Programma ricchissimo per la creatura della Ciclistica Santerno Fabbi Imola, storica società sportiva della città. Dalle gare in pista delle tre classi, con un centinaio di club presenti in rappresentanza di molte regioni italiane, alle tante iniziative collaterali. Tra queste, una serie di novità per celebrare a dovere l’anniversario tondo. Una su tutte: la Pedalata Urbana, in programma il 29 alle 9.30, organizzata da Centralina e Giocathlon. Una parentesi dedicata ai più piccoli, con partenza e arrivo all’autodromo, per percorrere le ciclabili, promuovere la mobilità attiva e scoprire il territorio imolese.

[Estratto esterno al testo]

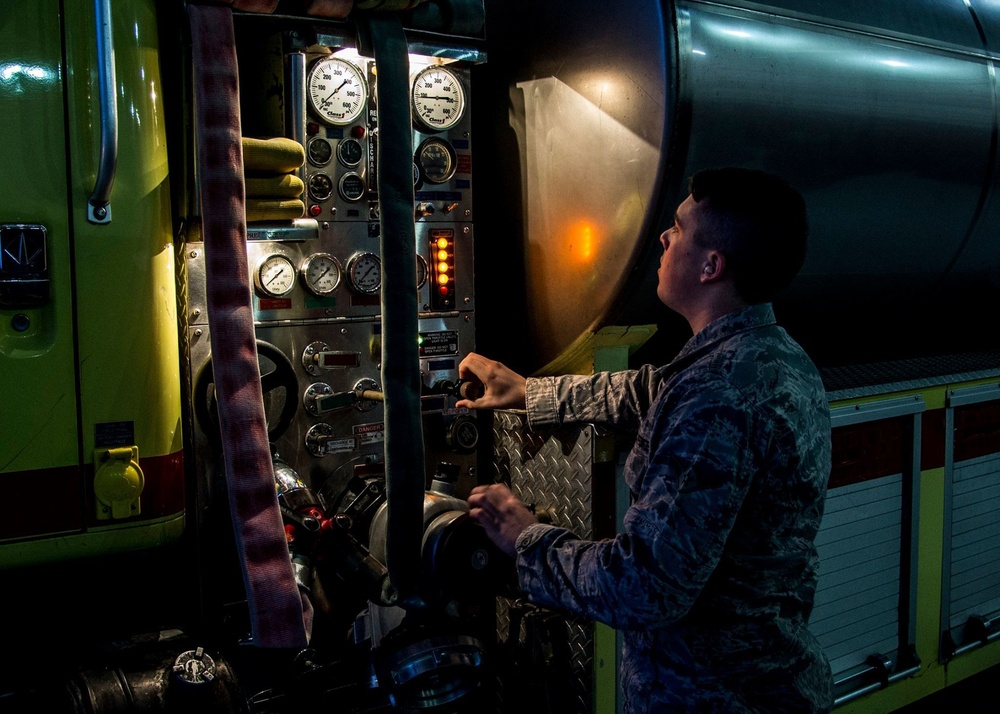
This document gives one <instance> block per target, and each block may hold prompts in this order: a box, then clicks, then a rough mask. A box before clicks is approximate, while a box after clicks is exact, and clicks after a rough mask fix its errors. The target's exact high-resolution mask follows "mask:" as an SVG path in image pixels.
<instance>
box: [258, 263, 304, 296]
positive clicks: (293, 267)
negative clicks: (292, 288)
mask: <svg viewBox="0 0 1000 714" xmlns="http://www.w3.org/2000/svg"><path fill="white" fill-rule="evenodd" d="M253 281H254V285H255V286H256V287H257V290H258V292H260V293H261V294H263V295H265V296H267V297H284V296H285V295H287V294H288V293H290V292H291V291H292V288H293V287H294V286H295V266H294V265H292V261H291V260H289V259H288V257H287V256H284V255H281V254H280V253H274V254H272V255H269V256H267V257H266V258H264V260H262V261H260V263H259V264H258V265H257V269H256V270H255V271H254V274H253Z"/></svg>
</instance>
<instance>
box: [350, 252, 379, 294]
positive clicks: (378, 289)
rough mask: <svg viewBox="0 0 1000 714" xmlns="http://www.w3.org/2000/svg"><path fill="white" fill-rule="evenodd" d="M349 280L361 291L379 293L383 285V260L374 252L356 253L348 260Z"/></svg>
mask: <svg viewBox="0 0 1000 714" xmlns="http://www.w3.org/2000/svg"><path fill="white" fill-rule="evenodd" d="M347 282H348V283H350V285H351V287H352V288H353V289H354V290H356V291H358V292H359V293H365V294H367V295H373V294H374V293H377V292H378V291H379V288H381V287H382V261H381V260H379V257H378V256H377V255H375V254H374V253H358V254H356V255H354V256H353V257H352V258H351V259H350V260H349V261H347Z"/></svg>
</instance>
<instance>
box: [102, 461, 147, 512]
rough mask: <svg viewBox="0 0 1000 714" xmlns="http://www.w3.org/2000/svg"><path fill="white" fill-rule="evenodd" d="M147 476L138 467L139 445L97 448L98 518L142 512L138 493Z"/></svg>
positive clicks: (138, 461) (141, 490)
mask: <svg viewBox="0 0 1000 714" xmlns="http://www.w3.org/2000/svg"><path fill="white" fill-rule="evenodd" d="M144 484H145V479H144V477H143V475H142V469H141V468H139V447H138V446H123V447H117V448H113V449H95V450H94V495H95V496H96V497H97V504H96V505H97V519H98V520H102V521H106V520H112V519H121V518H130V517H132V516H137V515H139V494H141V493H142V488H143V485H144Z"/></svg>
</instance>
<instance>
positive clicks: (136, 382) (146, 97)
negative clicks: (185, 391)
mask: <svg viewBox="0 0 1000 714" xmlns="http://www.w3.org/2000/svg"><path fill="white" fill-rule="evenodd" d="M111 5H112V8H111V25H112V32H113V35H114V49H115V52H114V61H115V74H116V84H115V96H116V98H117V108H118V164H117V174H116V176H115V180H114V184H113V187H112V192H111V217H112V218H111V222H110V223H108V224H104V225H95V224H92V223H89V222H88V221H87V219H86V203H87V198H88V196H89V194H90V193H91V191H92V190H93V187H94V181H95V177H96V175H97V170H98V157H99V146H100V135H101V132H100V105H99V101H98V96H99V94H98V67H97V50H96V40H95V32H94V30H93V28H94V15H93V13H94V8H93V3H67V5H66V13H67V16H66V27H67V40H66V44H67V54H68V56H69V58H70V60H69V61H70V63H71V65H72V66H73V67H74V71H73V73H72V76H71V77H70V79H69V105H70V111H69V116H70V126H69V136H70V138H71V141H72V145H73V147H74V151H73V158H74V160H73V162H72V165H71V196H72V206H71V213H72V217H73V222H74V246H75V252H76V258H77V260H76V284H77V321H78V335H79V359H80V380H81V381H80V383H81V408H82V424H83V426H82V431H83V451H84V453H85V454H87V457H86V458H87V460H89V459H90V454H91V453H92V452H93V448H94V446H95V430H96V429H99V428H103V427H102V425H117V424H124V425H125V430H126V432H127V431H128V429H130V428H131V429H133V430H134V441H132V440H129V442H128V443H134V444H135V445H137V446H138V447H139V452H140V454H142V455H143V456H144V457H150V456H161V455H164V454H167V453H172V452H175V451H178V450H180V448H181V445H182V435H181V427H180V424H181V411H180V400H181V395H180V368H179V356H178V353H179V341H178V334H179V331H178V323H177V295H176V286H175V265H174V252H173V221H172V217H171V203H170V193H169V182H168V177H167V146H166V126H165V124H166V120H165V115H164V102H165V101H166V97H165V96H164V94H163V83H162V81H161V77H160V66H159V46H158V42H159V38H158V35H157V25H156V6H155V3H154V2H153V0H116V2H114V3H112V4H111Z"/></svg>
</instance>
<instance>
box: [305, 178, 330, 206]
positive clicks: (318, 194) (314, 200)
mask: <svg viewBox="0 0 1000 714" xmlns="http://www.w3.org/2000/svg"><path fill="white" fill-rule="evenodd" d="M332 194H333V181H332V180H330V177H329V176H327V175H326V174H313V175H312V176H310V177H309V198H311V199H312V200H314V201H325V200H326V199H328V198H330V196H331V195H332Z"/></svg>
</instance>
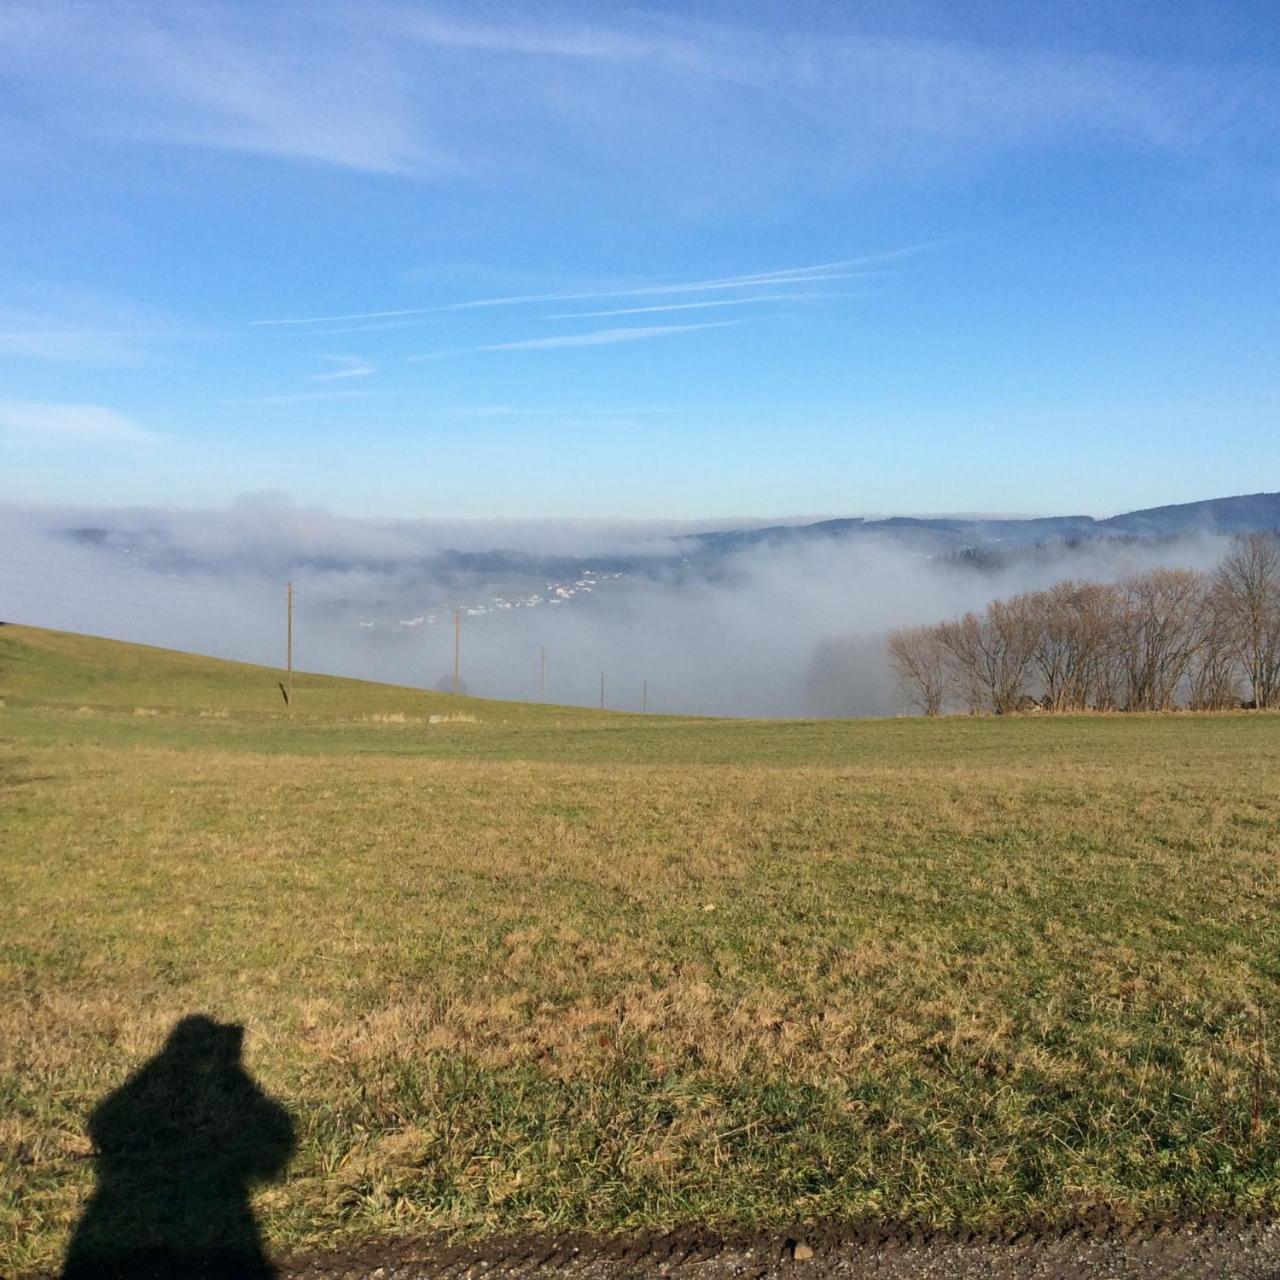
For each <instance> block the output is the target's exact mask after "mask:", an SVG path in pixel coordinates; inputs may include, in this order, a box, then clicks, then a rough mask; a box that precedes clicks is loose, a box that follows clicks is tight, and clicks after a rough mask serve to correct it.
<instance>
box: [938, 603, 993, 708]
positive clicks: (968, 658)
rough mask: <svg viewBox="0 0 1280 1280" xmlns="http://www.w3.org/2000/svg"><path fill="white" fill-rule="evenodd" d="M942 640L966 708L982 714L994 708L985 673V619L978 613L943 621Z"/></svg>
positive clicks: (941, 634)
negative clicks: (990, 709)
mask: <svg viewBox="0 0 1280 1280" xmlns="http://www.w3.org/2000/svg"><path fill="white" fill-rule="evenodd" d="M937 632H938V643H940V644H941V645H942V649H943V652H945V653H946V655H947V675H948V678H950V682H951V686H952V687H954V689H955V690H956V692H957V694H959V696H960V700H961V701H963V703H964V708H965V710H966V712H968V713H969V714H970V716H980V714H982V713H983V712H984V710H989V709H991V704H989V701H988V686H987V681H986V678H984V673H983V658H982V653H983V644H982V621H980V620H979V617H978V614H977V613H966V614H965V616H964V617H963V618H956V620H955V621H952V622H943V623H941V625H940V626H938V628H937Z"/></svg>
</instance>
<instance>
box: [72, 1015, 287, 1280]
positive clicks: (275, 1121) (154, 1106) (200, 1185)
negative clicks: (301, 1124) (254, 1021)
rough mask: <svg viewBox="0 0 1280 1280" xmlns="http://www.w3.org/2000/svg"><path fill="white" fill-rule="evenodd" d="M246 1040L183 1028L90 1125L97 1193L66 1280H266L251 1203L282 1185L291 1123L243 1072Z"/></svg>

Nello stesso pomeriggio spazio pure all’Open Day Ciclistico con apertura del tracciato a tutti coloro che amano la bici. Concerto serale della ‘Anche noi Band’, formazione musicale inclusiva composta da educatori e giovani diversamente abili, poi dj set. Nel paddock del circuito, invece, riflettori puntati sul ‘Box Salute e Benessere’. Un’area, realizzata in collaborazione con Avis Imola, dove i partecipanti al Gp Fabbi Imola potranno accedere per elettrocardiogramma, tipizzazione gruppi sanguigni e momenti informativi sui corretti stili di vita.
Previsto anche un presidio di sensibilizzazione e avvicinamento all’attività sportiva in ambito paralimpico, da sempre un comparto monitorato con attenzione dagli organizzatori. Al lavoro per la buona riuscita della manifestazione ci saranno circa 100 volontari, quasi tutti della Ciclistica Santerno Fabbi Imola, e perfino i premi in palio per i vincitori delle varie gare avranno una sfumatura inclusiva grazie alla sinergia con ‘Cotti in Fragranza’. Non un nome a caso, ma il laboratorio di prodotti da forno nato all’interno del carcere minorile Malaspina di Palermo.